Series: Consumer Price Index for All Urban Consumers: All Items in U.S. City Average (CPIAUCNS)

Source: FRED, Federal Reserve Bank of St. Louis

library(fpp2)
library(ggplot2)
library(ggthemes)
library(tidyverse)
library(kableExtra)

cpi <- read.csv("F:/MSAE/2020fall_PredictiveAnalytics/Discussions/CPIAUCNS.csv")
cpi <- cpi[order(cpi$DATE),]


cpits <- ts(cpi[,2],start=c(1980,1),end=c(2020,9),frequency=12)

cpits <- window(cpits,start=2000)

plot1 <- autoplot(cpits) + geom_line() +
  xlab("Year") + ylab("") + ggtitle("Consumer Price Index for All Urban Consumers (1982-1984 = 100)") + theme_classic()

plot1

plot2 <- ggseasonplot(cpits)

Decompositions

decadd <- decompose(cpits, type = "additive")
decmul <- decompose(cpits, type = "multiplicative")

autoplot(decadd)

autoplot(decmul)

Simple Exponential Smoothing

ses <- ses(cpits, h=39)

plotses <- autoplot(ses) + autolayer(ses$fitted)
plotses

sesacc <- data.frame(round(accuracy(ses),2))

kable(sesacc, caption = "Simple Exponential Smoothing") %>% 
  kable_classic(full_width = F)
Simple Exponential Smoothing
ME RMSE MAE MPE MAPE MASE ACF1
Training set 0.37 0.88 0.69 0.17 0.32 0.15 0.49

Holt-Winters Seasonal Method

hw1 <- hw(cpits, seasonal="additive", h=39)
hw2 <- hw(cpits, seasonal="multiplicative", h=39)

plothw1 <- autoplot(hw1) + autolayer(hw1$fitted)
plothw1

hw1acc <- data.frame(round(accuracy(hw1),2))

kable(hw1acc, caption = "Holt-Winters (additive)") %>% 
  kable_classic(full_width = F)
Holt-Winters (additive)
ME RMSE MAE MPE MAPE MASE ACF1
Training set 0.01 0.67 0.5 0.01 0.23 0.11 0.44
plothw2 <- autoplot(hw2) + autolayer(hw2$fitted)
plothw2

hw2acc <- data.frame(round(accuracy(hw2),2))

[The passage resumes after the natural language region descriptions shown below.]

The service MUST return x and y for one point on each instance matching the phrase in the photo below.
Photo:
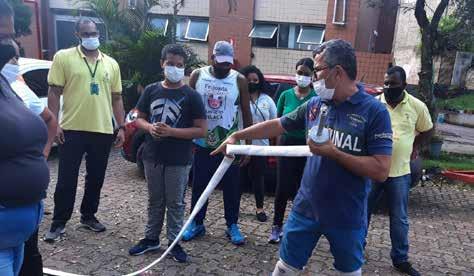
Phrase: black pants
(96, 146)
(289, 173)
(32, 262)
(255, 170)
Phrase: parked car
(35, 75)
(275, 84)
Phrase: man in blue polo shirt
(332, 199)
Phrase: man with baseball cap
(224, 92)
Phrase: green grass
(451, 161)
(463, 102)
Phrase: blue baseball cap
(223, 52)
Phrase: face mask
(174, 74)
(322, 91)
(220, 73)
(392, 94)
(11, 72)
(253, 87)
(303, 81)
(90, 43)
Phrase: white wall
(294, 11)
(278, 61)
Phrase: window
(263, 31)
(160, 24)
(65, 31)
(339, 14)
(285, 35)
(197, 30)
(310, 35)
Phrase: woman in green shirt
(290, 169)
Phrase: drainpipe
(38, 28)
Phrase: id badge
(94, 88)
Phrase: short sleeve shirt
(287, 103)
(329, 193)
(85, 108)
(263, 109)
(409, 118)
(177, 108)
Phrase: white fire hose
(318, 134)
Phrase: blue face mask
(90, 43)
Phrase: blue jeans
(396, 189)
(301, 235)
(204, 167)
(17, 225)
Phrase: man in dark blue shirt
(332, 199)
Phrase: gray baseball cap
(223, 52)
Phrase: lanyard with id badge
(94, 87)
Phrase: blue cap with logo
(223, 52)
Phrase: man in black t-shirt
(173, 114)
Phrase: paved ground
(441, 234)
(458, 139)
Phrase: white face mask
(90, 43)
(174, 74)
(303, 81)
(11, 72)
(323, 92)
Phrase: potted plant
(435, 145)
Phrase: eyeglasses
(91, 34)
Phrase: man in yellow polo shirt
(90, 85)
(411, 123)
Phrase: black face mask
(253, 87)
(220, 73)
(393, 94)
(7, 52)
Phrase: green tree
(23, 15)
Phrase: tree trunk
(426, 74)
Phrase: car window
(37, 80)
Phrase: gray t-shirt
(177, 108)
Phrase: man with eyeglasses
(332, 199)
(90, 85)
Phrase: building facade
(271, 34)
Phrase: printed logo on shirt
(356, 120)
(215, 102)
(166, 111)
(383, 136)
(346, 142)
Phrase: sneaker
(262, 217)
(144, 246)
(194, 230)
(276, 234)
(233, 232)
(93, 224)
(178, 254)
(54, 233)
(406, 268)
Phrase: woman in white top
(263, 108)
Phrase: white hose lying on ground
(286, 151)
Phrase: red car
(275, 85)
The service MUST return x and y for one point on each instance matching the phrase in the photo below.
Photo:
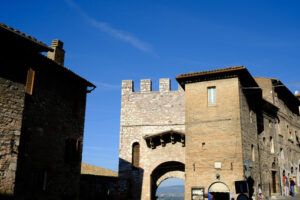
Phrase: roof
(193, 74)
(163, 133)
(94, 170)
(67, 70)
(28, 40)
(228, 72)
(25, 36)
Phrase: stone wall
(146, 113)
(52, 127)
(250, 109)
(213, 135)
(11, 111)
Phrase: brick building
(219, 127)
(42, 111)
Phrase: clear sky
(107, 41)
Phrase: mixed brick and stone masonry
(42, 112)
(219, 127)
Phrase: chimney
(58, 54)
(297, 94)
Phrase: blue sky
(108, 41)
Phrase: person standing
(292, 185)
(286, 186)
(261, 197)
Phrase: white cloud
(105, 27)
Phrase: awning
(219, 187)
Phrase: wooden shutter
(136, 155)
(29, 81)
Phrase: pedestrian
(292, 185)
(286, 186)
(261, 197)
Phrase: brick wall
(11, 110)
(146, 113)
(213, 134)
(53, 115)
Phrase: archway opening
(219, 191)
(171, 188)
(166, 170)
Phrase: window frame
(211, 95)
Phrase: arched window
(272, 145)
(136, 154)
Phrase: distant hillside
(94, 170)
(174, 192)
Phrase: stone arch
(219, 190)
(135, 155)
(172, 174)
(163, 171)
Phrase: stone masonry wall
(213, 134)
(53, 115)
(283, 129)
(11, 111)
(146, 113)
(249, 99)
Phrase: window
(278, 127)
(29, 81)
(253, 152)
(251, 116)
(271, 145)
(281, 153)
(211, 94)
(72, 150)
(38, 179)
(136, 155)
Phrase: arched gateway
(171, 169)
(152, 138)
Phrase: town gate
(152, 138)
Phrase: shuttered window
(136, 155)
(211, 94)
(29, 81)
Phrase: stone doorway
(170, 169)
(219, 190)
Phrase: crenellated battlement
(146, 86)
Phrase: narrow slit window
(253, 152)
(272, 145)
(29, 81)
(211, 93)
(136, 155)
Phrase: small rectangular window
(211, 94)
(72, 150)
(29, 81)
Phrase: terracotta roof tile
(94, 170)
(193, 74)
(23, 35)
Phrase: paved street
(297, 197)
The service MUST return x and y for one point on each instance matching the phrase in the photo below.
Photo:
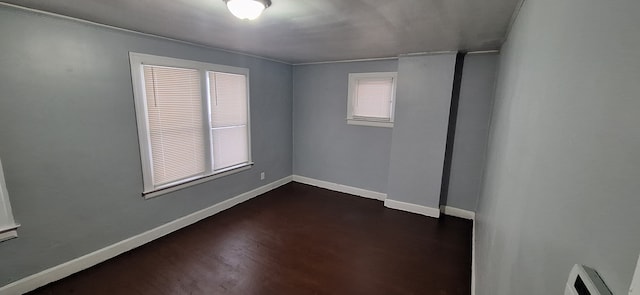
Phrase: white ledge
(369, 123)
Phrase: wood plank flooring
(297, 239)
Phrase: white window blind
(174, 109)
(371, 99)
(228, 119)
(193, 121)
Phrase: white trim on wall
(413, 208)
(68, 268)
(635, 282)
(457, 212)
(474, 272)
(340, 188)
(8, 235)
(84, 21)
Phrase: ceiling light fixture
(247, 9)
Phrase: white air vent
(585, 281)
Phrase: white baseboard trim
(413, 208)
(340, 188)
(63, 270)
(457, 212)
(473, 258)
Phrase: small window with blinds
(193, 121)
(371, 99)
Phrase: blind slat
(228, 119)
(373, 98)
(174, 109)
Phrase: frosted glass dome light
(247, 9)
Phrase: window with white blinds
(193, 121)
(371, 99)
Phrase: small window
(8, 227)
(193, 121)
(371, 99)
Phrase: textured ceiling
(299, 31)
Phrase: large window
(371, 99)
(7, 224)
(193, 121)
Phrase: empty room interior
(320, 147)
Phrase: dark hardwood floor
(297, 239)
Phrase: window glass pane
(229, 146)
(174, 109)
(228, 99)
(373, 98)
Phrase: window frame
(351, 99)
(137, 61)
(10, 230)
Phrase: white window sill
(174, 187)
(9, 232)
(369, 123)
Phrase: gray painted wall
(419, 135)
(563, 159)
(325, 147)
(472, 130)
(69, 144)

kable(hw2acc, caption = "Holt-Winters (multiplicative)") %>% 
  kable_classic(full_width = F)
Holt-Winters (multiplicative)
ME RMSE MAE MPE MAPE MASE ACF1
Training set -0.01 0.96 0.69 -0.01 0.32 0.15 0.61

ETS

ets1 <- ets(cpits, model = "ZZZ")

summary(ets1)
## ETS(M,A,A) 
## 
## Call:
##  ets(y = cpits, model = "ZZZ") 
## 
##   Smoothing parameters:
##     alpha = 0.9998 
##     beta  = 0.077 
##     gamma = 2e-04 
## 
##   Initial states:
##     l = 169.7995 
##     b = 0.1814 
##     s = -1.4918 -0.5744 0.1962 0.5359 0.5175 0.6143
##            0.7896 0.6547 0.5216 0.1901 -0.7359 -1.2178
## 
##   sigma:  0.0031
## 
##      AIC     AICc      BIC 
## 1192.332 1194.982 1252.129 
## 
## Training set error measures:
##                      ME      RMSE       MAE         MPE      MAPE      MASE
## Training set 0.00823446 0.6548741 0.4654178 0.005077334 0.2160803 0.1030192
##                   ACF1
## Training set 0.4126148
autoplot(ets1)

ets1 %>% forecast(h=39) %>%
  autoplot() + autolayer(ts(ets1$fitted, start=c(2000,1),end=c(2020,9),frequency=12), series="Fitted Values")

kable(round(accuracy(ets1),2), caption = "ETS") %>% 
  kable_classic(full_width = F)
ETS
ME RMSE MAE MPE MAPE MASE ACF1
Training set 0.01 0.65 0.47 0.01 0.22 0.1 0.41

Selection Summary

c1 <- c("SES", "H-W (Additive)", "H-W (Multiplicative)", "ETS Selection (M,A,A)")
c2 <- c(ses$model$aic, hw1$model$aic, hw2$model$aic, ets1$aic)
c3 <- c(ses$model$aicc, hw1$model$aicc, hw2$model$aicc, ets1$aicc)
c4 <- c(ses$model$bic, hw1$model$bic, hw2$model$bic, ets1$bic)

table1 <- data.frame(c1,c2,c3,c4)
colnames(table1) <- c("Model", "AIC", "AICc", "BIC" )

kable(table1, caption = "Summary Table") %>% kable_classic()
Summary Table
Model AIC AICc BIC
SES 1315.865 1315.963 1326.418
H-W (Additive) 1208.652 1211.301 1268.449
H-W (Multiplicative) 1383.870 1386.519 1443.666
ETS Selection (M,A,A) 1192.332 1194.982 1252.129

The ETS Selection model has the lowest values of AIC, AICc and BIC, which suggest the better fit.